Scan some old photos, though – maybe some ancient family shots which have been in someone’s attic for 50 years -- and you’ll face a very different challenge. Issues now are likely to include spots, scratches, dust and other defects. And while you could in theory clean these up with just a basic paint tool, life will probably be very much easier if you install Retouch Pilot Lite.
The program installs easily (it’s adware-free), and on launch displays a panel with links to tutorials for various tasks. This may be useful if you’re a beginner, but otherwise isn’t necessary, so it’s generally best to click “Close” and move on to the main interface.

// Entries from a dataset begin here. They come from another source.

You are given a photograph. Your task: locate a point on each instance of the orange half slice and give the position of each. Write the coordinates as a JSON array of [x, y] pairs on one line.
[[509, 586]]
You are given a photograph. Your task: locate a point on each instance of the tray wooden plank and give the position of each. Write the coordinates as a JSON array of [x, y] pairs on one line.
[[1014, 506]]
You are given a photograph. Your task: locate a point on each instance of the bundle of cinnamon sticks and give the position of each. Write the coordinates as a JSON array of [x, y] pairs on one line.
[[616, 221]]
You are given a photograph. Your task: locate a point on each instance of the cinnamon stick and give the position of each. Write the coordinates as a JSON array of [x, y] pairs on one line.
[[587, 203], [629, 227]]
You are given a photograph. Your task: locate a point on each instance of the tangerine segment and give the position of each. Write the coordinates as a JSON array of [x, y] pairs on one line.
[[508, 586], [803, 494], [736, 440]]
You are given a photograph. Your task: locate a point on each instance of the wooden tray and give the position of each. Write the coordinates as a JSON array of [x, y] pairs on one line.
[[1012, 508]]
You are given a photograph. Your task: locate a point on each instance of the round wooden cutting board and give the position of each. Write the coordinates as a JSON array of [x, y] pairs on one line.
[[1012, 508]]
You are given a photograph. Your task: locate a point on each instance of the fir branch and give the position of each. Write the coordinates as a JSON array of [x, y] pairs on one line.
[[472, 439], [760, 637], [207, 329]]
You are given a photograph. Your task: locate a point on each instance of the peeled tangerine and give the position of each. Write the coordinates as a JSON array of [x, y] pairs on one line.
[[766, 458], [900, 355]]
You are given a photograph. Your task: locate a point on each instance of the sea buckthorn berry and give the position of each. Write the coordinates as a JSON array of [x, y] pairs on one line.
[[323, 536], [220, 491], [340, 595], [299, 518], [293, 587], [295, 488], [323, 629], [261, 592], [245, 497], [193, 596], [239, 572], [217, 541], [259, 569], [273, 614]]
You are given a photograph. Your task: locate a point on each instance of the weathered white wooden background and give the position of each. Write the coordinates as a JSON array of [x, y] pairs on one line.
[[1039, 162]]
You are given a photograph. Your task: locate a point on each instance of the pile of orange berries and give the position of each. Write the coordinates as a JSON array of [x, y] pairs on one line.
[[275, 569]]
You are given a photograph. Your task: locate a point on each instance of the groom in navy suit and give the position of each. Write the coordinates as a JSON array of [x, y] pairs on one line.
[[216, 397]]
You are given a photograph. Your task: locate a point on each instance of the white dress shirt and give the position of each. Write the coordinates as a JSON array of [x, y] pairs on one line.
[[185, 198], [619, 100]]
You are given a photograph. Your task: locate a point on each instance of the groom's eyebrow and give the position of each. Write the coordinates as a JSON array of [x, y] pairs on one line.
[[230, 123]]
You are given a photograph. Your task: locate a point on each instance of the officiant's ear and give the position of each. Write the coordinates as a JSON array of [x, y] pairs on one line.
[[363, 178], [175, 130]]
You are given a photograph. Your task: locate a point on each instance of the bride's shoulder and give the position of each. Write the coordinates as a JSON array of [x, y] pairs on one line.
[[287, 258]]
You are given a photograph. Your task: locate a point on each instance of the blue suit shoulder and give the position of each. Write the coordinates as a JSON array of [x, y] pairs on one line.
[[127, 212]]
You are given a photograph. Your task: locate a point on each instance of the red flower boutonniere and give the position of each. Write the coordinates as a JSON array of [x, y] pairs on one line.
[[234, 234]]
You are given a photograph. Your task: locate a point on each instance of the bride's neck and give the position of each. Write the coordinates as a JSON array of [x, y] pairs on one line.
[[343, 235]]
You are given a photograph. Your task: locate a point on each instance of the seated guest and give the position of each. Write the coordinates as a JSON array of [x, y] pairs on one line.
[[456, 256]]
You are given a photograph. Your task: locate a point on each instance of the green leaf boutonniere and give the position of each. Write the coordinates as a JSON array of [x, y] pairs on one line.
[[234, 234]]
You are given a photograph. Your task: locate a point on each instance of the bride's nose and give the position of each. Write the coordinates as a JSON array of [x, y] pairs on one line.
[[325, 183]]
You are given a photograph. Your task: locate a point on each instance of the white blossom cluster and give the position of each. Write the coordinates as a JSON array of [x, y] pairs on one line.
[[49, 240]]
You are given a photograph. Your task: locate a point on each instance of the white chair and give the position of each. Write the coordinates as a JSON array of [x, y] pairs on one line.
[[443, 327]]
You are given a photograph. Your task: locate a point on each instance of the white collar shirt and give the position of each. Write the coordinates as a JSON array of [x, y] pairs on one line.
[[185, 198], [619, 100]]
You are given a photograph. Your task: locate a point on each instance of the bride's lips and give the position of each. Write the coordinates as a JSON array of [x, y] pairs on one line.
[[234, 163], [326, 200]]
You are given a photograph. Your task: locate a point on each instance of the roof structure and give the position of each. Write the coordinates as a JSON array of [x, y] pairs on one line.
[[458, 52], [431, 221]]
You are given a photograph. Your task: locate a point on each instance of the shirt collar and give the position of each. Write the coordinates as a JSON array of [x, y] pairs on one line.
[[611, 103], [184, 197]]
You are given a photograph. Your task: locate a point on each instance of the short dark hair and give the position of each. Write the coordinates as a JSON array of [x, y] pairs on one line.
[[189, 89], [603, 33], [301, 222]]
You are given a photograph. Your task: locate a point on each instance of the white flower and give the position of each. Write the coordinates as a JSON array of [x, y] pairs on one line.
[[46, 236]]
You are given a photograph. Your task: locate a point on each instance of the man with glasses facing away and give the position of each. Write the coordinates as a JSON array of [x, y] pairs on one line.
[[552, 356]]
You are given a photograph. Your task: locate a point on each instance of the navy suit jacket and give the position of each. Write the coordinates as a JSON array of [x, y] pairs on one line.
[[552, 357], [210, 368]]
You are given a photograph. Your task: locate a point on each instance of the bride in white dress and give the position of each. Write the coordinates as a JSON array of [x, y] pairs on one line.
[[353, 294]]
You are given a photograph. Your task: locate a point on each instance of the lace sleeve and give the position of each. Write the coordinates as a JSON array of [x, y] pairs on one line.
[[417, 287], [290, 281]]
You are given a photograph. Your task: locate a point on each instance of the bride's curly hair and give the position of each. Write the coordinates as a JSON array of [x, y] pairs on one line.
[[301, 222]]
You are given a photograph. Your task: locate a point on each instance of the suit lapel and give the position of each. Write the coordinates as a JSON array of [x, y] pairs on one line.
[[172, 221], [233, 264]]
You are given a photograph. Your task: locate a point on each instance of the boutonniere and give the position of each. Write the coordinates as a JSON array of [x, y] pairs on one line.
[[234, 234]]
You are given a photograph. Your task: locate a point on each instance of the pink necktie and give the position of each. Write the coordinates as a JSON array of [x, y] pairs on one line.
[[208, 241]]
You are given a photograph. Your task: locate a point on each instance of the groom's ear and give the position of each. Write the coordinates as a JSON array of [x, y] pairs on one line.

This is fairly basic, though more or less as you’d expect. There are menus where you can open and save files, zoom in and out, undo your various actions and so on. A toolbar on the right gives access to some basic image editing features (resize, crop, rotate, brightness and contrast adjustments, and so on). But the real value here is the Scratch Eraser, which will help you to clean up your image.
Select this tool, move your mouse cursor over the image, and it’ll change into a small circular brush. Move this so that it surrounds the spot or scratch you’d like to eliminate, then either just click, or click and drag, and the defect should disappear while everything else remains intact.
Does it work? We tried it on a few old black and white images with lots of tiny spots, and the results were generally very good. Zoom in on an area, adjust the Scratch Eraser brush to an appropriate size, and we really could eliminate a huge number of defects at very high speed.
If you try to work on photos that are more detailed, though, or have larger defects, then problems appear. Retouch Pilot Lite becomes less and less able to generate an image which matches with its immediate surroundings, and the results quickly become entirely unusable.
If you’re already an experienced graphics editor, then, familiar with a clone brush and used to repairing minor problems, Retouch Pilot Lite has little to offer.
But, if you’re not sure how you’d remove tiny spots and scratches from an image, or you’re going to have to remove a lot of them and need a quick way to do it, the program may prove useful, and it’s certainly worth a try.